In the new document, the government increased the projected N6.866 trillion 2017 budget to N7.298 trillion. It also predicated the budget on an exchange rate of N305/$, from the initial N290.
Whereas it retained the 2.2 million oil production volume and $42.50 per barrel oil benchmark, the executive arm also increased domestic borrowing from N1.072 trillion to N1.253 trillion.
It, however, reduced foreign borrowing under the revised MTEF from N1.336 trillion to N1.067 trillion.
It also increased aggregate capital expenditure from N1.939 trillion to N2.243 trillion and raised recurrent non-debt from N2.5 trillion to N2.629 trillion but put its revenue target at N10 trillion. Recurrent expenditure was revised to N1.66 trillion.
The executive is also projecting a budget deficit of N2.3 trillion in 2017 as against N2.4 trillion in the 2016 budget.
While appearing before the Joint Senate Committee on Finance and Appropriation, the Minister of Budget and National Planning, Senator Udoma Udo Udoma, said the government had opted to increase the budget projections from N6.9 trillion to N7.3 trillion because Nigeria could only end the recession if more money is pumped into the economy.
He also said the 2017 budget would be financed through an early licensing round, royalties, promissory notes, and loot recoveries.
Udoma said the federal government would award new oil licenses, review the current joint venture arrangements with oil companies, marginal oil fields and mount pressure on revenue generating agencies to exceed expected targets.
According to him, of the N10 trillion revenue target, N5 trillion would be generated from the sale of crude oil, while the balance of N5.06 trillion would be generated from non-oil receipts.
He said non-oil revenue would come from corporate and company taxes, Nigeria Liquefied Natural Gas (NLNG) Company, stamp duties, capital gains tax, value-added tax (VAT), customs, excise, fees, surcharges on luxury items, special levies, and federal government independent revenue.
Udoma added: “I know N7 trillion seems larger than N6 trillion. But in actual dollar terms, the 2017 budget is smaller. We have had challenges in revenue generation in funding the 2016 budget, so we are trying to get to the bottom of revenue generating agencies in order to raise more money.
“On independent revenue expected from revenue generating agencies, we need to work with the National Assembly. The issue of 80 per cent of operating surplus is a problem that must be paid to the Consolidated Revenue Fund. We need to work with the National Assembly to review certain clauses of the law.
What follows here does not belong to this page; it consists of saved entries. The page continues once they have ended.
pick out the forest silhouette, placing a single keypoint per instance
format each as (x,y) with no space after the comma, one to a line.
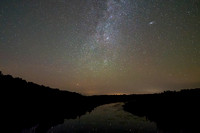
(26,104)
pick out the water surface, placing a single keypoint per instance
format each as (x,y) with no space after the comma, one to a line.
(109,118)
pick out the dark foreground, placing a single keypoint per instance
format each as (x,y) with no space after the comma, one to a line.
(26,104)
(176,112)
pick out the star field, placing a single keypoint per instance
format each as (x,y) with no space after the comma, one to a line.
(102,46)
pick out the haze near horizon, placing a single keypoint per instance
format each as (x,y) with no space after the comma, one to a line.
(102,46)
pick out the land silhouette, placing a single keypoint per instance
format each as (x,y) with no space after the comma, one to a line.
(26,104)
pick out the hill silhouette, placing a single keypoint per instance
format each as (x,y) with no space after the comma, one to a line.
(26,104)
(172,111)
(32,104)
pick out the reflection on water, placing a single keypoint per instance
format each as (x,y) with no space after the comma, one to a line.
(106,118)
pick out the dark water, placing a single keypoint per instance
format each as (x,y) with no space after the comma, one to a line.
(109,118)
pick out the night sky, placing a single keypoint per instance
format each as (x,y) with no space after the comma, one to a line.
(102,46)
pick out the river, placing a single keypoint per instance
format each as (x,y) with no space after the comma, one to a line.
(109,118)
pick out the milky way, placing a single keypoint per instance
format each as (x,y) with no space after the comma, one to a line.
(102,46)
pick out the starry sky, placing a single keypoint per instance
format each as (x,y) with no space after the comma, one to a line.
(102,46)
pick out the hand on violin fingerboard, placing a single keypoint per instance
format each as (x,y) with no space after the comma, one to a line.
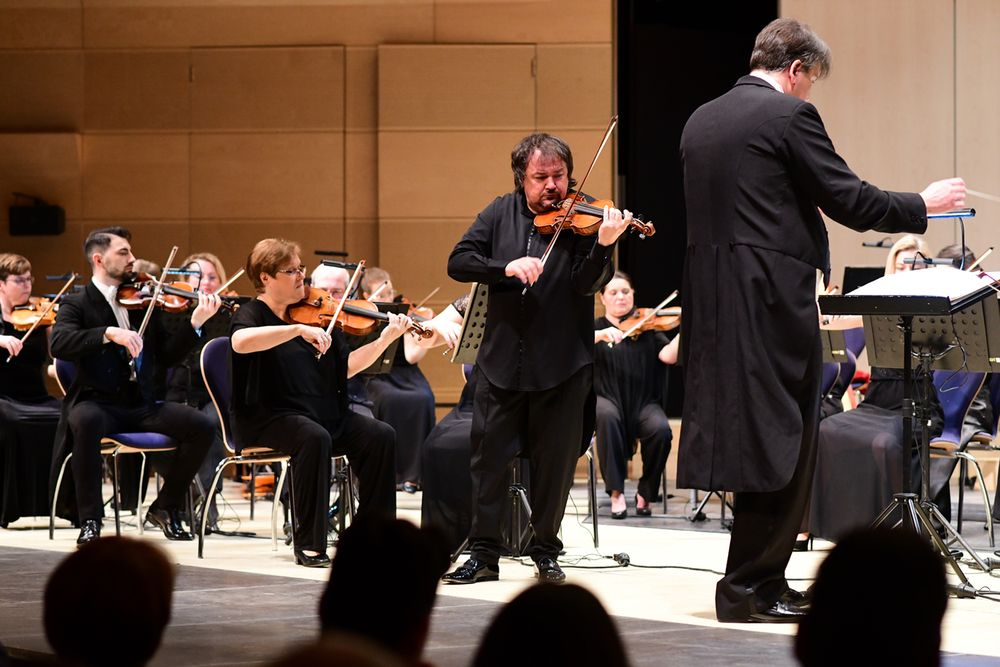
(525,269)
(12,344)
(615,223)
(208,305)
(611,335)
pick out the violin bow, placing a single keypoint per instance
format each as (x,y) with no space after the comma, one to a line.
(230,281)
(52,304)
(340,305)
(651,314)
(577,195)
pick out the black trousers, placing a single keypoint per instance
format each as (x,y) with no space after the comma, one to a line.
(613,453)
(545,426)
(90,421)
(368,445)
(765,526)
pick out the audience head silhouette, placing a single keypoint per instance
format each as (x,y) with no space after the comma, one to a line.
(394,608)
(552,624)
(113,582)
(878,599)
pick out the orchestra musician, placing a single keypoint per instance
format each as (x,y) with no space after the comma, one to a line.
(630,380)
(110,395)
(534,369)
(758,165)
(403,397)
(334,280)
(284,398)
(28,414)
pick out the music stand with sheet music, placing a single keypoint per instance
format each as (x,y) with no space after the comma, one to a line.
(946,318)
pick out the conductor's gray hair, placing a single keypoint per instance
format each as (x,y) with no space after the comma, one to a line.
(783,41)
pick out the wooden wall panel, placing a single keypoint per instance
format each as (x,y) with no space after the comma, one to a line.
(137,90)
(285,176)
(126,23)
(42,90)
(460,172)
(584,69)
(232,240)
(276,88)
(977,98)
(538,21)
(361,88)
(136,176)
(895,128)
(41,24)
(452,87)
(43,165)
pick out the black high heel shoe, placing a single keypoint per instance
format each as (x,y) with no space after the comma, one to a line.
(642,511)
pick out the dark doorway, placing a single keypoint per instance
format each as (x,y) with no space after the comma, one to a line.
(673,56)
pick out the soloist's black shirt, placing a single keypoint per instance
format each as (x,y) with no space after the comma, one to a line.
(535,341)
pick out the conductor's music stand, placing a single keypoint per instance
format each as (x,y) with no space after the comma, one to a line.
(949,320)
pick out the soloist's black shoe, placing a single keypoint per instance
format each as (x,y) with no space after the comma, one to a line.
(781,611)
(90,531)
(547,569)
(472,571)
(322,560)
(170,522)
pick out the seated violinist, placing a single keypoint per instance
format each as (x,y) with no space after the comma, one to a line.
(284,398)
(630,380)
(403,397)
(112,391)
(28,415)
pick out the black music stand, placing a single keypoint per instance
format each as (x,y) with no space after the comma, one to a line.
(952,333)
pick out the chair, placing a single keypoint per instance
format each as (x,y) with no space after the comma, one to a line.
(215,373)
(112,445)
(956,392)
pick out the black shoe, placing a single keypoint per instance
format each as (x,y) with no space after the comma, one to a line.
(547,569)
(472,571)
(170,522)
(322,560)
(642,511)
(90,531)
(781,611)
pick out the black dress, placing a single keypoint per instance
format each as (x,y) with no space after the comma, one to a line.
(404,400)
(859,458)
(28,421)
(630,379)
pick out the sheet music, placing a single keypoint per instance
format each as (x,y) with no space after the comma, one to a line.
(943,281)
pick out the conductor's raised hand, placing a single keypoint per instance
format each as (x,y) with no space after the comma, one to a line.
(525,269)
(943,196)
(130,340)
(316,336)
(615,222)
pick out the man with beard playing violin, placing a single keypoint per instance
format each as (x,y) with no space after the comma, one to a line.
(111,395)
(534,370)
(284,398)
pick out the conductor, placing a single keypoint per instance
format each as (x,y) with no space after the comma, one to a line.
(757,163)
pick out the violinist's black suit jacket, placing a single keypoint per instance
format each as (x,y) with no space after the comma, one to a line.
(757,164)
(103,377)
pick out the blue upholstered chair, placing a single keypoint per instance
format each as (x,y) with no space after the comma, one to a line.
(112,445)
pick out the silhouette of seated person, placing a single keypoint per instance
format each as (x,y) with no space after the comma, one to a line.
(878,600)
(394,608)
(114,584)
(552,624)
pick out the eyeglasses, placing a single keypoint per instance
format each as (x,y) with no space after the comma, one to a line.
(300,269)
(22,282)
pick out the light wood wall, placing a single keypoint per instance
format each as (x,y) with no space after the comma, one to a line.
(911,99)
(377,127)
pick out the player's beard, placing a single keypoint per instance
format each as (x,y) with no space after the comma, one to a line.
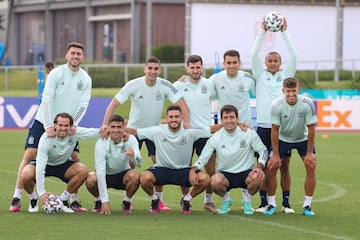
(195,76)
(174,125)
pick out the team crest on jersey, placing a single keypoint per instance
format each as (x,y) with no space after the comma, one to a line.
(183,141)
(242,143)
(203,89)
(80,85)
(158,96)
(123,148)
(301,114)
(31,140)
(241,88)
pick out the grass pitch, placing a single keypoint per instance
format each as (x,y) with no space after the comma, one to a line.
(336,202)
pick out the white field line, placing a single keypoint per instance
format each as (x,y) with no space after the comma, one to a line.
(338,192)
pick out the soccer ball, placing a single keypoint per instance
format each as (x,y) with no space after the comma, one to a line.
(53,205)
(274,21)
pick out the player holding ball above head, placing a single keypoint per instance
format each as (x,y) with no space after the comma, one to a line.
(269,83)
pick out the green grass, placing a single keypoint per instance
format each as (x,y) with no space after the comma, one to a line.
(335,202)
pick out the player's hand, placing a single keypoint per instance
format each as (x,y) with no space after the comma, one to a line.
(105,208)
(257,174)
(244,126)
(182,78)
(186,125)
(193,178)
(283,29)
(274,162)
(51,132)
(125,137)
(44,198)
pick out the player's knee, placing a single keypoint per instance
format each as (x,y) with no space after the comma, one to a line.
(91,180)
(146,177)
(310,165)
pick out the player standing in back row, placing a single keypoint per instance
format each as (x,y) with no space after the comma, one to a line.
(269,83)
(67,89)
(147,95)
(293,119)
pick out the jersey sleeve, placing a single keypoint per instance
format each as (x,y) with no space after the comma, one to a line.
(256,63)
(290,68)
(84,102)
(41,162)
(133,143)
(101,147)
(275,111)
(48,96)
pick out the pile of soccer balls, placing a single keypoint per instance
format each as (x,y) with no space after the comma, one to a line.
(53,205)
(274,21)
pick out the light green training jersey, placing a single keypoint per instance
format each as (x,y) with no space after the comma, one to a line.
(111,158)
(234,151)
(54,151)
(147,102)
(173,150)
(269,86)
(235,91)
(198,99)
(293,119)
(65,91)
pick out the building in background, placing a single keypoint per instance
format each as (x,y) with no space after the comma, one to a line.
(119,31)
(112,30)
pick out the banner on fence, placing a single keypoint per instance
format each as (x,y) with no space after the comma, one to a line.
(333,115)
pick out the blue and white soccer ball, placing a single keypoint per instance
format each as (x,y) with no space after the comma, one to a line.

We need to be more imaginative and creative in order to get out of the problem that we have with revenue generating agencies.
“We want to issue a presidential order to ensure that revenue generating agencies are unable to spend money, except the payment of salaries until their budgets are passed.
“We want to be more engaging in the Niger Delta to ensure that there is peace in order for us to produce more crude oil. We will be increasing the amount for the Amnesty Programme to the old figure. It is important to engage the people in the Niger Delta region.”